Con la recente sentenza n. 4871 del 24 febbraio 2020, la Suprema Corte di Cassazione è tornata a pronunciarsi in tema di controllo a distanza, come disciplinato dall’art. 4 L. n. 300/1970 e successivamente modificato dall’art. 23 D.lgs. n. 151/2019.

Nel caso in esame, la Corte di Cassazione ha confermato in particolare la legittimità del licenziamento per giusta causa intimato alla dipendente di un Istituto di credito, per avere ella effettuato interrogazioni su conti corrente non giustificate da ragioni di servizio.
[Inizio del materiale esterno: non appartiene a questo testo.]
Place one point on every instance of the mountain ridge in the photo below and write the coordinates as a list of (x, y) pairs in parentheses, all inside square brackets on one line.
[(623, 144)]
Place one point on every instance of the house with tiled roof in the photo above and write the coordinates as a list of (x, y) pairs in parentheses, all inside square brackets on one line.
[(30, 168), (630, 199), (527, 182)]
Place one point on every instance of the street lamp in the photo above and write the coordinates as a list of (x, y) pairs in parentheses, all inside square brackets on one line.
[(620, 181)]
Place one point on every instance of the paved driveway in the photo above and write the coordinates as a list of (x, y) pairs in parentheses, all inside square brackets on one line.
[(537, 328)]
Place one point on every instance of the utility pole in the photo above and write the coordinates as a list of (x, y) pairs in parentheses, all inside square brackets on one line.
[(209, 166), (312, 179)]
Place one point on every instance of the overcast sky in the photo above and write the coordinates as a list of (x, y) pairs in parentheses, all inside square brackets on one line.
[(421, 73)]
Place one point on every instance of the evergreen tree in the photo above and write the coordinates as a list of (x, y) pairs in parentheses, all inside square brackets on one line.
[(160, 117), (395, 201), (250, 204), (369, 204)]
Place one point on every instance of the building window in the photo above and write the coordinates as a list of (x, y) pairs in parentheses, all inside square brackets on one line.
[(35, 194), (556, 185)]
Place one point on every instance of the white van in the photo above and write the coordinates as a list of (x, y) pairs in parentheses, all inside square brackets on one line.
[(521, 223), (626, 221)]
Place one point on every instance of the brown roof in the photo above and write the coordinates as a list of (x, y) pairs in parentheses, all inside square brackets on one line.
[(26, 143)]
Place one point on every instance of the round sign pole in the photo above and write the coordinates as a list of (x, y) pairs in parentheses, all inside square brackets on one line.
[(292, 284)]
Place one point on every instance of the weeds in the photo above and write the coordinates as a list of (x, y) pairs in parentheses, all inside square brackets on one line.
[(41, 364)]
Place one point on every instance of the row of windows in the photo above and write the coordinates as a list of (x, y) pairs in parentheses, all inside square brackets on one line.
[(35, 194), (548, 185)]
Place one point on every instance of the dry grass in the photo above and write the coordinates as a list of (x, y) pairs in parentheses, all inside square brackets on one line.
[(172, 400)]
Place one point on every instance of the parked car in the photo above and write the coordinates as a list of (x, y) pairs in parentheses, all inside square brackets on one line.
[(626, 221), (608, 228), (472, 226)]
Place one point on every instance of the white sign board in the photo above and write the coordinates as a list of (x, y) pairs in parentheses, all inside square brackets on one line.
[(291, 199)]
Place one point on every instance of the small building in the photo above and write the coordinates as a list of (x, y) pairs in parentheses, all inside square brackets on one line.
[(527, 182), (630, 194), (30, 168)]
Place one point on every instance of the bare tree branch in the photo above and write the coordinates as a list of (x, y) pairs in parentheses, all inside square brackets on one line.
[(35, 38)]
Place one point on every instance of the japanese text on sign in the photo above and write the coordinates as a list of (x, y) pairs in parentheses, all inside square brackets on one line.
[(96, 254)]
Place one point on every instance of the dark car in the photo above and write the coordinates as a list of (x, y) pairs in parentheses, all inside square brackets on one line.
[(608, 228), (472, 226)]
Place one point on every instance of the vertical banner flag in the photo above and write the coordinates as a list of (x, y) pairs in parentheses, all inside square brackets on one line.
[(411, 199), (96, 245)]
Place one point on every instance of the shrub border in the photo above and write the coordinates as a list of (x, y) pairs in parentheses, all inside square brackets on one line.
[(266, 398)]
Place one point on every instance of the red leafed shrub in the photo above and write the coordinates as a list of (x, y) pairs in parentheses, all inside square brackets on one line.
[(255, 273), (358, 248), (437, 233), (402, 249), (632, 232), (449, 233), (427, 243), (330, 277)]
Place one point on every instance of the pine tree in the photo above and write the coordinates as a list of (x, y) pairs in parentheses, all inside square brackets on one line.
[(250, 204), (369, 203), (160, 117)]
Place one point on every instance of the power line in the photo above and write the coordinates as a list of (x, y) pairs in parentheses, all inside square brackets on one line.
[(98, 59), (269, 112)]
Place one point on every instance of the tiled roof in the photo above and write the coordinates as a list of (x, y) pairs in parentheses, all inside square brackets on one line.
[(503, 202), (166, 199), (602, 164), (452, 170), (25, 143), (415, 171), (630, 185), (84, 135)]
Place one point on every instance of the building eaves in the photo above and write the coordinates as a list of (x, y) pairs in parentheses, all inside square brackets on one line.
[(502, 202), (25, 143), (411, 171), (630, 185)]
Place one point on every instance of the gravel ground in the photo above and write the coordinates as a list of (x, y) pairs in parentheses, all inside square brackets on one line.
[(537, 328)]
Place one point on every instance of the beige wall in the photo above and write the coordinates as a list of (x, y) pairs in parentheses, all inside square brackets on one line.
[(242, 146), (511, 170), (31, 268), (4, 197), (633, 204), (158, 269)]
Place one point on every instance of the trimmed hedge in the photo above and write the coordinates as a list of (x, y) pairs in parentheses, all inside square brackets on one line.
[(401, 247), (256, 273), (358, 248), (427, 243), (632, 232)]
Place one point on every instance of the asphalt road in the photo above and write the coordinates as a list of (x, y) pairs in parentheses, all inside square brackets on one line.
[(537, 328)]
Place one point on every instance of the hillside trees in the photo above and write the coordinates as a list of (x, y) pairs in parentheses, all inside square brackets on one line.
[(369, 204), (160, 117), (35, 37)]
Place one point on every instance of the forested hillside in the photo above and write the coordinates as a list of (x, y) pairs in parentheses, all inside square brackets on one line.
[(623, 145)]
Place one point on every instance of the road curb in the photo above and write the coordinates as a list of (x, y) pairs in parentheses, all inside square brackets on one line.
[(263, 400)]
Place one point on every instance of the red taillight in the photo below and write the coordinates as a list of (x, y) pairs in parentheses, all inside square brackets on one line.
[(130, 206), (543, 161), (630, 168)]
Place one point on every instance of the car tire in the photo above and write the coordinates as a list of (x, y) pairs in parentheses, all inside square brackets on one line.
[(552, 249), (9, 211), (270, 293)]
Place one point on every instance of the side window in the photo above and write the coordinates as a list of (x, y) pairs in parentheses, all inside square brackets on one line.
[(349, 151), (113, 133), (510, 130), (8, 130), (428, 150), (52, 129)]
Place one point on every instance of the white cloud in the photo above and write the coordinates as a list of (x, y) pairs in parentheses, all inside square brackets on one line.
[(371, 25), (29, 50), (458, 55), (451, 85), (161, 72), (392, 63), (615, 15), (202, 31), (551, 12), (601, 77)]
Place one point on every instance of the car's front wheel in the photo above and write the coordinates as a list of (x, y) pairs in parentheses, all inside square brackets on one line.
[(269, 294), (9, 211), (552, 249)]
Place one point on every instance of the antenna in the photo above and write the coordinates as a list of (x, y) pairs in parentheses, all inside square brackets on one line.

Ciò, sul presupposto che la datrice di lavoro aveva tempestivamente assolto all’obbligo di informazione previsto dall’art. 4 comma 3 Legge n. 300/1970, come sostituito dall’art. 23 D.lgs. n. 151/2015, il quale prevede l’utilizzabilità “a tutti i fini connessi al rapporto di lavoro,” delle informazioni raccolte ai sensi dei precedenti commi 1 e 2, purché sia fornita idonea notizia al lavoratore delle modalità di uso degli strumenti e di effettuazione dei controlli, nel rispetto di quanto previsto dal Codice in materia di protezione dei dati personali.

In ottemperanza a quanto disposto dal Legislatore, la Suprema Corte ha individuato in tale informativa il contemperamento tra la privacy e le esigenze aziendali, da un lato, e gli obblighi gravanti sul lavoratore e il potere gerarchico, direttivo e disciplinare del datore di lavoro, dall’altro lato, atteso che solo a fronte di tale informativa è ammesso il controllo a distanza, il quale chiaramente deve restare proporzionato e non essere invasivo e riguardare beni aziendali.

Sul punto preme precisare che anche in assenza dell’accordo individuale con lo smart worker, attualmente non previsto dalla normativa di emergenza, grava in capo al datore di lavoro l’obbligo di tale informativa al dipendente.